Over the years, numerous economic studies have demonstrated that the result has been increased shipping costs leading to a shift in demand, fewer US ships being built over the years, and movement of internal goods by trucking, rail, and airways. US national security has thus been steadily vitiated by the lack of a vital, vibrant shipping industry. (In the Gulf War, for instance, the US relied overwhelmingly on foreign vessels to meet its sealift needs.)

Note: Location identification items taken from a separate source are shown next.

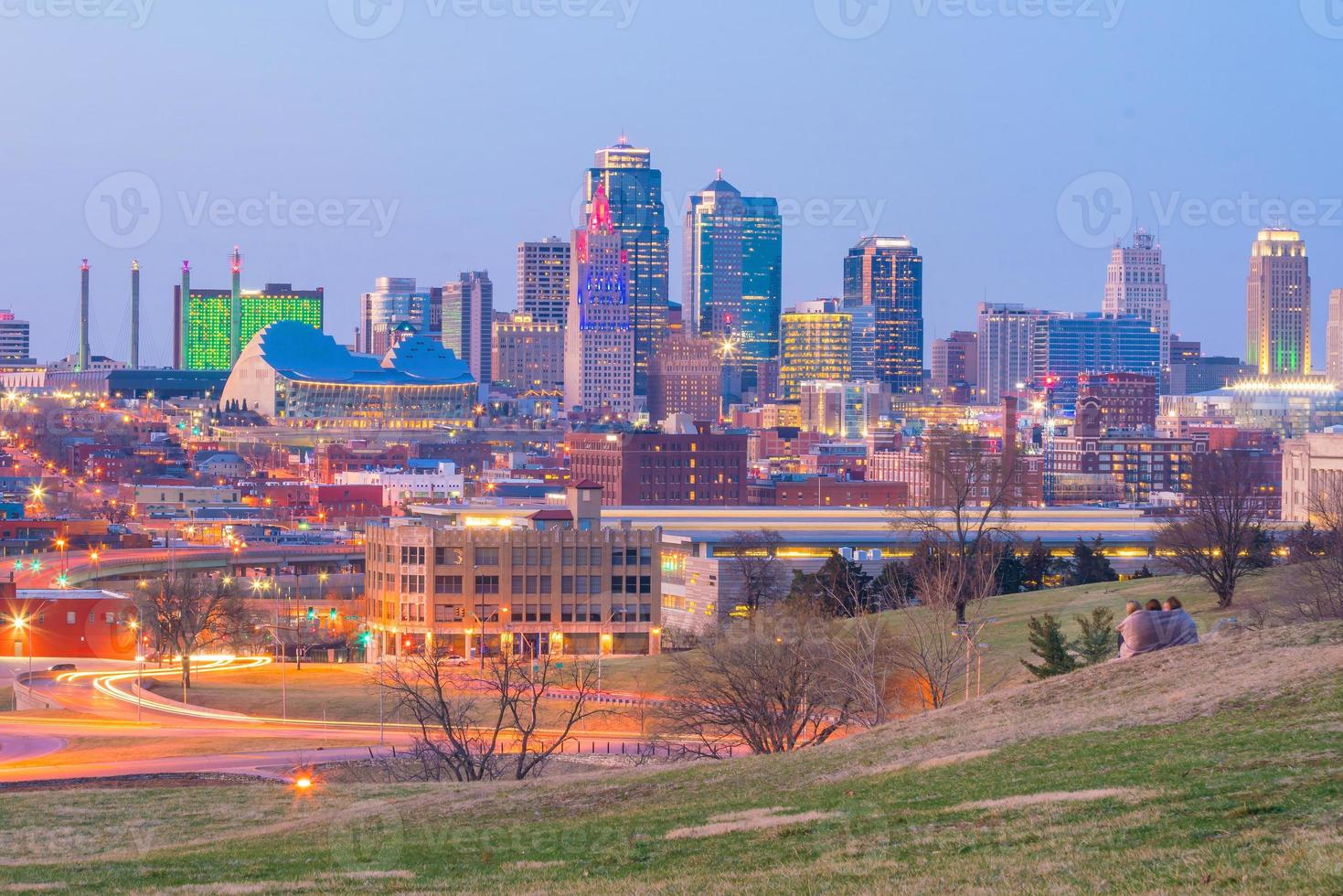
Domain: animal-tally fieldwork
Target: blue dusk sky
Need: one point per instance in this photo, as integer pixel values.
(343, 140)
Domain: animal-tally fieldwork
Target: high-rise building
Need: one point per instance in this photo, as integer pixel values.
(862, 346)
(469, 323)
(15, 338)
(529, 354)
(1335, 337)
(955, 359)
(205, 323)
(814, 346)
(1004, 338)
(1277, 304)
(543, 280)
(394, 301)
(687, 378)
(599, 335)
(887, 272)
(1070, 344)
(733, 262)
(632, 188)
(1135, 286)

It should be added that some decades ago, an AEI study of maritime transportation services discredited the Jones Act’s national security claims, and more recently, my AEI colleague Vincent Smith has wielded his economic cudgels in the same cause, abetted by trenchant analysis from Cato Institute scholars.

Buy America

Though they date back “only” to 1933, Yahoo Finance’s Rick Newman asserts that Buy America regulations have an equally dismal record in achieving their alleged goals of creating more American jobs. Biden claims his plan is different from Trump’s, and he is right; it contains stricter and more damaging rules that will exclude foreign competition from US government contracts. For instance, it tightens rules for granting exceptions, it increases the percentage of US components that must be included for a good to qualify as an “American product,” and it creates a disciplinary czar in the White House to ride herd over potential recalcitrant agencies. All federal agency waivers must be reviewed by the czar, and US firms will be favored even with foreign price differentials of up to 20 percent.

As with the Jones Act, the economic case against Buy America restrictions is longstanding and straightforward. As the Peterson Institute’s Gary Hufbauer succinctly stated:

You kill downstream jobs in one of two ways. Either you make it more expensive, so less of the downstream product is purchased, or if you have a given amount of budget money you’re spending on this Buy America package, it’s not available for other things to spend on. You just can’t build as many miles of road when the price is higher.

Particularly with high-tech sectors where supply chains encompass a number of countries, the disruptions are likely to be substantial.

Beyond the deleterious economic consequences, tightened Buy America policies fly in the face of the president’s much-proclaimed goal to move away from America First and move to shore up economic relations with US allies. These are still the early days, and the new administration has ample time to introduce new efforts to rebuild America’s frayed relations with key countries and multilateral institutions. But President Biden’s proud proclamation that his top priority is to “ensure that the future is made in America” despite excluding the products of US allies is ultimately at odds with his promise to “Build Back Better.”